Dès leur départ, Marc descendit du brancard et fit quelques exercices d'assouplissement car son immobilité forcée avait occasionné des crampes. Après s'être assuré qu'Elsa dormait toujours paisiblement, il entreprit d'explorer leur domaine qui ne comportait qu'un bloc sanitaire et un distributeur alimentaire. Il se servit un jus de fruit au goût de synthèse, regrettant l'absence d'une touche de whisky.

Un soupir poussé par Elsa le fit approcher. La jeune femme ouvrit lentement les yeux. Elle sourit en reconnaissant Marc. Plusieurs minutes lui furent nécessaires pour se redresser avec l'aide de son compagnon.

Un juron étouffé traduisit le réveil de l'autre femme qui s'était assise sur son brancard. C'était une grande blonde aux formes sculpturales.

— Magda ! s'exclama Marc. Que faites-vous ici ?

Stone avait rencontré la blonde dans le camp des inadaptés quand il y était allé pour récupérer son neveu. C'était avant la fermeture ordonnée par le Président. Elle était à la tête d'une bande de filles nommées les Zamas. Magda avait d'abord appelé son groupe les amazones mais personne n'ayant de culture classique, cela s'était vite transformé en Zamas. Dans l'univers féroce du camp, chacun tuait, pillait, violait à sa guise... à la seule condition d'être le plus fort ! Bien organisées, Magda et ses filles avaient su imposer le respect dans leur secteur, non sans faire subir quelques sévices très désagréables aux mâles qui osaient les attaquer. Par la suite, Marc l'avait aidée à monter un club de culture physique, naturellement réservé exclusivement à la gent féminine car ces jeunes beautés n'aimaient aucunement les hommes.

— Je l'ignore, Marc. Je marchais sur le trottoir avec Michka, près de notre club. Un trans s'est brusquement arrêté à notre hauteur. Trois hommes en sont descendus. L'un tenait un injecteur. Avant d'avoir pu réagir, j'ai ressenti une piqûre à la base du cou. Toutefois, j'ai encore eu le temps de voir que Michka évitait le jet liquidien et tentait de résister. Dans une demi-conscience, j'ai perçu le sifflement d'un laser. Je crains qu'ils ne l'aient tuée. Et vous ? Pourquoi êtes-vous ici ?

— Apparemment, nous avons contrarié les plans d'un magnat de la finance.

— Avez-vous une idée de l'endroit où nous nous trouvons ?

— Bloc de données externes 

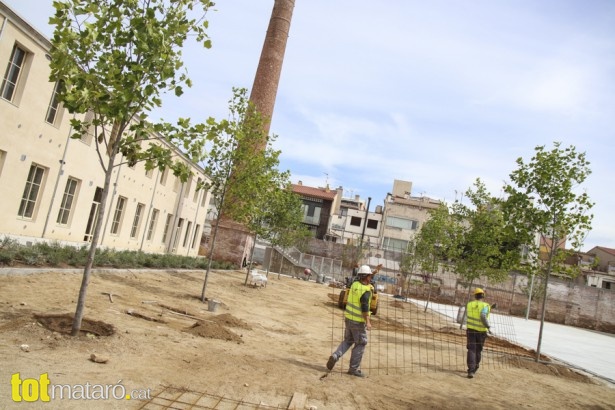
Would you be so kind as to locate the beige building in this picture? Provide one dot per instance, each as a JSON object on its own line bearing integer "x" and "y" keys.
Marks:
{"x": 403, "y": 216}
{"x": 51, "y": 184}
{"x": 350, "y": 222}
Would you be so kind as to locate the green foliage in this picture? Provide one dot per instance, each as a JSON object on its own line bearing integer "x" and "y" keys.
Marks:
{"x": 115, "y": 59}
{"x": 436, "y": 241}
{"x": 243, "y": 176}
{"x": 481, "y": 246}
{"x": 545, "y": 198}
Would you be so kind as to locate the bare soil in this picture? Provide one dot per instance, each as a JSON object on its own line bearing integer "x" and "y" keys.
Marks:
{"x": 262, "y": 347}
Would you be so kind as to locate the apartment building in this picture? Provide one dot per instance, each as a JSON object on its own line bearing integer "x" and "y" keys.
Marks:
{"x": 51, "y": 184}
{"x": 317, "y": 205}
{"x": 403, "y": 216}
{"x": 352, "y": 222}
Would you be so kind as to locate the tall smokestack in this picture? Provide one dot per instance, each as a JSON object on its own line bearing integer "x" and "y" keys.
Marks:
{"x": 267, "y": 78}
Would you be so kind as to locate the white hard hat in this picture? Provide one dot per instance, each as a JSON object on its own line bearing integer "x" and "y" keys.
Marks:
{"x": 364, "y": 270}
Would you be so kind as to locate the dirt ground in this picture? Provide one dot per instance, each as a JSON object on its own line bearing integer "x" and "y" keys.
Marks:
{"x": 266, "y": 347}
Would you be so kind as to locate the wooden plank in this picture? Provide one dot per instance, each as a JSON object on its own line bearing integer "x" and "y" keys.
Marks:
{"x": 298, "y": 401}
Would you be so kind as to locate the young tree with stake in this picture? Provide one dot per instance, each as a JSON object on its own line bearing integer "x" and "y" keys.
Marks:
{"x": 545, "y": 198}
{"x": 114, "y": 59}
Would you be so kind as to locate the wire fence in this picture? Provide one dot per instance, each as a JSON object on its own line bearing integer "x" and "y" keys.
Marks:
{"x": 412, "y": 335}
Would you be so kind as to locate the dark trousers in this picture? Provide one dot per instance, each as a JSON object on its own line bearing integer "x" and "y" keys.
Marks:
{"x": 475, "y": 342}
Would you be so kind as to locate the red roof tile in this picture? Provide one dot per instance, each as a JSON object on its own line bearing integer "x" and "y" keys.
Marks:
{"x": 320, "y": 193}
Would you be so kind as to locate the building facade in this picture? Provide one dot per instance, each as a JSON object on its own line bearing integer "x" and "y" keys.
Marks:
{"x": 352, "y": 223}
{"x": 317, "y": 206}
{"x": 51, "y": 184}
{"x": 403, "y": 217}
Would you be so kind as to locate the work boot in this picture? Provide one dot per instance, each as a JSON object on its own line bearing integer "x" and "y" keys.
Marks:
{"x": 357, "y": 373}
{"x": 331, "y": 362}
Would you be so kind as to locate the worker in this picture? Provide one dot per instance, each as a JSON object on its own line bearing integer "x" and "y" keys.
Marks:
{"x": 357, "y": 322}
{"x": 477, "y": 312}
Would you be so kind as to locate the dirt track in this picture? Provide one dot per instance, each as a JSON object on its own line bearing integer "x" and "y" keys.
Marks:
{"x": 263, "y": 346}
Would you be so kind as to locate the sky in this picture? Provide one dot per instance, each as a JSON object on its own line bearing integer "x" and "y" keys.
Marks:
{"x": 438, "y": 93}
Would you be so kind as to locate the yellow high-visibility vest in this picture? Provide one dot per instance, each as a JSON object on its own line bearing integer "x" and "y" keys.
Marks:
{"x": 353, "y": 306}
{"x": 473, "y": 310}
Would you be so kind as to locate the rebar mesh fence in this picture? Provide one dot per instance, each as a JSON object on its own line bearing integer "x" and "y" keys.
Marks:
{"x": 414, "y": 335}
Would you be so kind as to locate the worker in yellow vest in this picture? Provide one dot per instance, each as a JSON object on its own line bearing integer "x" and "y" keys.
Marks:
{"x": 357, "y": 322}
{"x": 477, "y": 312}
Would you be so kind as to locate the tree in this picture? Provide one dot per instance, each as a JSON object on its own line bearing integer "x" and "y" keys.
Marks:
{"x": 545, "y": 198}
{"x": 239, "y": 171}
{"x": 483, "y": 247}
{"x": 279, "y": 219}
{"x": 432, "y": 242}
{"x": 114, "y": 59}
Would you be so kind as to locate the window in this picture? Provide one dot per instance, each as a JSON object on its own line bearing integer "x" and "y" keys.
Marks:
{"x": 117, "y": 216}
{"x": 401, "y": 223}
{"x": 88, "y": 133}
{"x": 372, "y": 224}
{"x": 2, "y": 158}
{"x": 187, "y": 187}
{"x": 13, "y": 70}
{"x": 311, "y": 213}
{"x": 152, "y": 225}
{"x": 163, "y": 177}
{"x": 30, "y": 192}
{"x": 187, "y": 236}
{"x": 178, "y": 232}
{"x": 67, "y": 201}
{"x": 195, "y": 243}
{"x": 54, "y": 104}
{"x": 167, "y": 225}
{"x": 199, "y": 183}
{"x": 136, "y": 222}
{"x": 394, "y": 244}
{"x": 93, "y": 217}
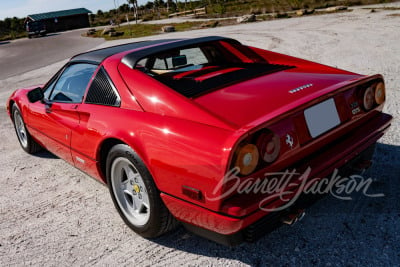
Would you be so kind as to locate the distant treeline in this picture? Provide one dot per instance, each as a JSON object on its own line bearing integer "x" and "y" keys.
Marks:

— Je pense que nous sommes sur un astronef sanitaire. Ce sont ceux pour lesquels les formalités de départ d'un astroport sont réduites au minimum.

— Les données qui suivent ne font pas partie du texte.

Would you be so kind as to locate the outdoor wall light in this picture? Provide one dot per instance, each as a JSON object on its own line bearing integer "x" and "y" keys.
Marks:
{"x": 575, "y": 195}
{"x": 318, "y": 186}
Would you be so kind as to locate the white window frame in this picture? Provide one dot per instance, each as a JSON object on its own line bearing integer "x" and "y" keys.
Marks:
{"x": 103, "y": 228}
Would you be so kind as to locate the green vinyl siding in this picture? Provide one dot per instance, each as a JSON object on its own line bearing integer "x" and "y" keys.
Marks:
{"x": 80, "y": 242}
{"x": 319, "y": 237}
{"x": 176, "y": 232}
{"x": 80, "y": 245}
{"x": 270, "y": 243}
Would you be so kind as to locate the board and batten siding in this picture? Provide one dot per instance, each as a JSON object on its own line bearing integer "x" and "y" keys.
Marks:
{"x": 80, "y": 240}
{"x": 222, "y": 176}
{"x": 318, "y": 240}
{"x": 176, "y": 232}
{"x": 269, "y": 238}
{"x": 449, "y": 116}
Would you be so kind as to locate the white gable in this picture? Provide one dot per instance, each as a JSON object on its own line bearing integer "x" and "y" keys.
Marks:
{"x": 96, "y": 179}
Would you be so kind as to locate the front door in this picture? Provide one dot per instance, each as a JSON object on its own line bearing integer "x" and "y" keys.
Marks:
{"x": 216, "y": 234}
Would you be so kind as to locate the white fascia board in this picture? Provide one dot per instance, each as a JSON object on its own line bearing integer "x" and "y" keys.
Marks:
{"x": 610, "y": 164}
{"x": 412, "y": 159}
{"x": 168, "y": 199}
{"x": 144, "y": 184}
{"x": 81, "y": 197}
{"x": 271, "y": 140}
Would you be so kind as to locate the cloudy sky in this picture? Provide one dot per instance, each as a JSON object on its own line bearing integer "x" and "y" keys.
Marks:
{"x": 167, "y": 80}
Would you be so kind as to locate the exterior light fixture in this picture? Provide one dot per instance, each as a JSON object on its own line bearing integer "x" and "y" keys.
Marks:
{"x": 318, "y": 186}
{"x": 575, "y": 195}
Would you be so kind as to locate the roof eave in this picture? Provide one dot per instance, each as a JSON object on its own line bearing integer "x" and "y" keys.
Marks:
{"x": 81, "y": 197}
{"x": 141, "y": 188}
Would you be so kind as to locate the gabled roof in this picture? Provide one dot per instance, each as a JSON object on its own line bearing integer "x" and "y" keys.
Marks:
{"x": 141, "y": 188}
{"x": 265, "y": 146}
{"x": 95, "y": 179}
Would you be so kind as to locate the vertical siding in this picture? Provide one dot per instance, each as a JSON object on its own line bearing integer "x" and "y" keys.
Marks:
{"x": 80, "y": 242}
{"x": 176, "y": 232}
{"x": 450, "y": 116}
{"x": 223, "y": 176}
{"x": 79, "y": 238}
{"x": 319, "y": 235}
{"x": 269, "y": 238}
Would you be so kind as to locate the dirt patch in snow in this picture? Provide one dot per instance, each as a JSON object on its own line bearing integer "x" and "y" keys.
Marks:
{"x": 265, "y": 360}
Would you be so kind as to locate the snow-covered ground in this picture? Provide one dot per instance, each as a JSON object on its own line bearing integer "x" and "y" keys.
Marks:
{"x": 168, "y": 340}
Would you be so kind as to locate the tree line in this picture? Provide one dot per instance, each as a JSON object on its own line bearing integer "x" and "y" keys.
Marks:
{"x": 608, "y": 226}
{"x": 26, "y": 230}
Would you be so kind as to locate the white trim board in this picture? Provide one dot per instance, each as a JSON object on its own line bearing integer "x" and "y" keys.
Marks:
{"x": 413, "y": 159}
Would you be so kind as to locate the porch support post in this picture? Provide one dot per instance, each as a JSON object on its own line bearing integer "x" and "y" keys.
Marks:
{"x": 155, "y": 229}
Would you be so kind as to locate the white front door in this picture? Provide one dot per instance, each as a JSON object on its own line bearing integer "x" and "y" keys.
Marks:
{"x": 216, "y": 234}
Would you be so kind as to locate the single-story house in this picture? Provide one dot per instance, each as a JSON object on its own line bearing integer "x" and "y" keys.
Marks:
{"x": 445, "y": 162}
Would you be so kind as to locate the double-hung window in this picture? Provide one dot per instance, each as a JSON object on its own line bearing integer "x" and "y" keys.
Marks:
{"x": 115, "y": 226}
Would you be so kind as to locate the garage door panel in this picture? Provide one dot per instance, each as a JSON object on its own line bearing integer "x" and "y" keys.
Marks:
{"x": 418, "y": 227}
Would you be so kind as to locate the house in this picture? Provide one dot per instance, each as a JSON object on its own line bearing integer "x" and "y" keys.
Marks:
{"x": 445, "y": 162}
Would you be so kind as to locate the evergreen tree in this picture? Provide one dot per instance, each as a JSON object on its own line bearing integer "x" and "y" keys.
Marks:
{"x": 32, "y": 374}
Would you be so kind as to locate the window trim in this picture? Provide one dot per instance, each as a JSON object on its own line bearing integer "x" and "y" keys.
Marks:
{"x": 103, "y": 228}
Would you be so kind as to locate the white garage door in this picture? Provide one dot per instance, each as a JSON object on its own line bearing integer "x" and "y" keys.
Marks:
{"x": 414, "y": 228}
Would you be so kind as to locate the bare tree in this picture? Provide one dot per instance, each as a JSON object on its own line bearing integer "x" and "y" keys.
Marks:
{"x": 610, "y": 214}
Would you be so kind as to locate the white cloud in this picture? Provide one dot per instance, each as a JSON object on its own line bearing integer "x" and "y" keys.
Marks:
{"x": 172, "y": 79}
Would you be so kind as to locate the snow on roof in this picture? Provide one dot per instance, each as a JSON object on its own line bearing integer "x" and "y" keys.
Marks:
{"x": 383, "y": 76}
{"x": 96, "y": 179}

— Et quelle serait notre destination ?" intervint Elsa.

— Difficile à dire ! En général, les astronefs sanitaires au départ de l'astroport de New York gagnent la planète Santa.

C'était une planète récemment découverte qui bénéficiait d'un climat idyllique. Néanmoins, l'absence de ressources naturelles avait fait renoncer à l'installation d'une colonie de peuplement. Un groupe financier à but philanthropique l'avait achetée pour y installer une clinique ultra-moderne et un centre de repos et de remise en forme pour malades et hommes d'affaires très fortunés.

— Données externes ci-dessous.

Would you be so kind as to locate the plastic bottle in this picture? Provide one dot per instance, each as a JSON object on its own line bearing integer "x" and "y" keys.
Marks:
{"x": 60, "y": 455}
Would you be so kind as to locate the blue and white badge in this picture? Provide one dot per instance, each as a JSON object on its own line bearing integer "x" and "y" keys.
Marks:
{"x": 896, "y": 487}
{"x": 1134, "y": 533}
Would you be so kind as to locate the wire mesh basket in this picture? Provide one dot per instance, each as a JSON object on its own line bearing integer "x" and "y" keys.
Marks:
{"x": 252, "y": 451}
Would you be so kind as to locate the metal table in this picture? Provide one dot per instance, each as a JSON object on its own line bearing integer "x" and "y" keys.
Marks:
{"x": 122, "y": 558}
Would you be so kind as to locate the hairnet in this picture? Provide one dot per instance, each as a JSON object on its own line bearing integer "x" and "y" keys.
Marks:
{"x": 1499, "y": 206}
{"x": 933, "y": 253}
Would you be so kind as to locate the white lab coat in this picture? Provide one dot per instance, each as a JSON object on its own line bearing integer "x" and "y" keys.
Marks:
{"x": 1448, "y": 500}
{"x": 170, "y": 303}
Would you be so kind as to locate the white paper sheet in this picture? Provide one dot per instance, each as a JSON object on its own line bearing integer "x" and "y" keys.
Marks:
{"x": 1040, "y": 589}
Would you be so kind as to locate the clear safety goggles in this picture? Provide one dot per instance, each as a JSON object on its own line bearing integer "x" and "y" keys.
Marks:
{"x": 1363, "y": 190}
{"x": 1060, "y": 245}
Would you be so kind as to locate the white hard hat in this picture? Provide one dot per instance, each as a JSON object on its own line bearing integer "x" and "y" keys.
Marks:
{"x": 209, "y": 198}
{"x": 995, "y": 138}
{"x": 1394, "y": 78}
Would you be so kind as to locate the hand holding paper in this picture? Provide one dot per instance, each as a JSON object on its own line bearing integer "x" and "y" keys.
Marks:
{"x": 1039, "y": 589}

— Si nous abordons Santa, nous serons sauvés, dit Elsa. Le directeur d'une de mes sociétés fait une cure en ce moment et il nous aidera à regagner la Terre.

— Espérons-le, soupira Marc, mais je doute que nos kidnappeurs n'y aient pas pensé. Il est peu probable qu'après leur exploit, ils nous laissent nous promener librement parmi les richissimes clients qui te connaissent certainement.